Technical Blog Post
Abstract
DB2 Purescale : Severe messages logged in db2diag.log when CF cannot access a page in time through Write and Register command
Body
A couple of db2 purescale customers have recently observed that the db2diag.log in a purescale environment might have some SEVERE messages logged with no operational problems in database associated with it.
The severe messages logged in db2diag.log are as follows :
2017-07-10-11.40.16.000086+540 I202891A5897 LEVEL: Severe
PID : 23068794 TID : 433823 PROC : db2sysc 1
INSTANCE: db2inst1 NODE : 001 DB : inst1
APPHDL : 1-6610 APPID: *N1.db2inst1.170710024007
AUTHID : DB2inst1 HOSTNAME: MEMBER1
EDUID : 433823 EDUNAME: db2agent (inst1) 1
FUNCTION: DB2 UDB, Shared Data Structure Abstraction Layer for CF,
SAL_GBP_HANDLE::SAL_WriteAndRegister, probe:24519
MESSAGE : CA RC= 2148073503
DATA #1 : SAL CF Index, PD_TYPE_SAL_CF_INDEX, 8 bytes
1
DATA #2 : SAL CF Node Number, PD_TYPE_SAL_CF_NODE_NUM, 2 bytes
128
DATA #3 : Page Name, PD_TYPE_SD_PAGE_NAME, 16 bytes
{pgNum:poolId:objId:oType} = {81798:3:60:1} (decimal)

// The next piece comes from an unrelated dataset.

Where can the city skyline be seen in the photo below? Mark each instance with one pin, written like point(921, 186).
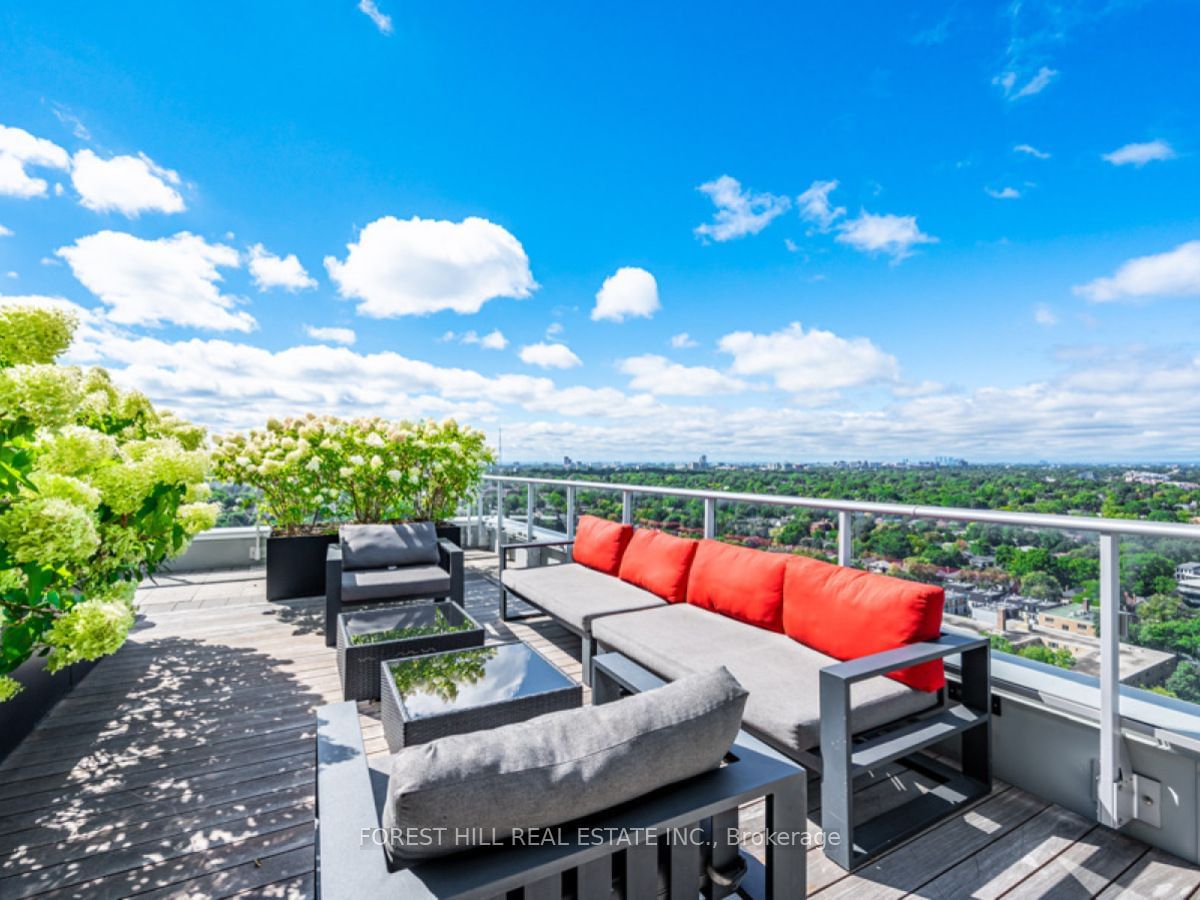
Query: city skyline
point(628, 233)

DATA #4 : Page header, PD_TYPE_SQLB_PAGE_HEAD, 48 bytes
pageHead: {tbspSeed:3;obj:60;type:1} bphPPNum:81798 bphOPNum:81798
begoff: 48
datlen: 16336
revnum: 1280
pagelsn: 0000000759A577F8
flag: 2a
future32: 0
cbits1to31: 2852e
cbits32to63: 0
DATA #5 : Page Address, PD_TYPE_SD_PAGE_ADDR, 8 bytes
0x0a000303d5b14000
DATA #6 : Page Size, PD_TYPE_SD_PAGE_SIZE, 8 bytes
16384
DATA #7 : Page Size, PD_TYPE_SD_PAGE_SIZE, 8 bytes
0
DATA #8 : XI Index, PD_TYPE_SD_XI_INDEX, 4 bytes
2060517
DATA #9 : Castout Class, PD_TYPE_SD_CASTOUT_CLASS, 2 bytes
921
DATA #10: CF Process ID, PD_TYPE_SD_CASTOUT_PROCESS_ID, 8 bytes
0
DATA #11: SAL CF encoded state, PD_TYPE_SAL_ENCODED_STATE, 8 bytes
0x0002000200020004
DATA #12: Castout Count, PD_TYPE_SD_CASTOUT_COUNT, 4 bytes
0
DATA #13: Directory Change Count, PD_TYPE_SAL_DIRCHANGE_COUNT, 4 bytes
0
DATA #14: Max LSN, PD_TYPE_SD_MAXLSN, 8 bytes
31568787485
DATA #15: LsnNat, PD_TYPE_SD_LSNNAT, 8 bytes
31568787447
DATA #16: LsnNat, PD_TYPE_SD_LSNNAT, 8 bytes
31568787448
DATA #17: Codepath, 8 bytes
9:12:15:19:28:30:31:32:33
DATA #18: SAL_GBP_HANDLE, PD_TYPE_SAL_GBP_HANDLE, 9200 bytes
m_caStructName: db2.db2inst1.inst1.gbp
m_caKey:
m_caKey: Name=db2.db2inst1.inst1.gbp_caKey sample=0x2000200020004
m_primaryWaiters (sample): 0
m_waitForPrimaryDisabled: 0
History:
Last 2 out of 2 changes
- 0x2000200020004 at 2017-07-10-00.26.01
- 0x1000100000000 at 2017-07-10-00.26.01
m_connectKey:
m_caKey: Name=db2.db2inst1.inst1.gbp_connectKey sample=0x2000200020004
History:
Last 2 out of 2 changes
- 0x2000200020004 at 2017-07-10-00.26.01
- 0x1000100000000 at 2017-07-10-00.26.01
m_disconnectKey:
m_caKey: Name=db2.db2inst1.inst1.gbp_disconnectKey
sample=0x2000200020004
History:
Last 3 out of 3 changes
- 0x2000200020004 at 2017-07-10-00.26.01
- 0x2000100020000 at 2017-07-10-00.26.01
- 0x1000100000000 at 2017-07-10-00.26.01
m_reconstructKey:
m_caKey: Name=db2.db2inst1.inst1.gbp_reconstructKey
sample=0x2000200020004
History:
Last 2 out of 2 changes
- 0x2000200020004 at 2017-07-10-00.26.01
- 0x1000100000000 at 2017-07-10-00.26.01
m_catchupPercentComplete: 100 %
m_catchupTimePassed(secs): 0
m_pCatchupLotch: 0x0a000301cb7eba80: 00080001000000000000000076
SQLP_VALLOCK (SALCATCHUP: caStructType=1) (held: F)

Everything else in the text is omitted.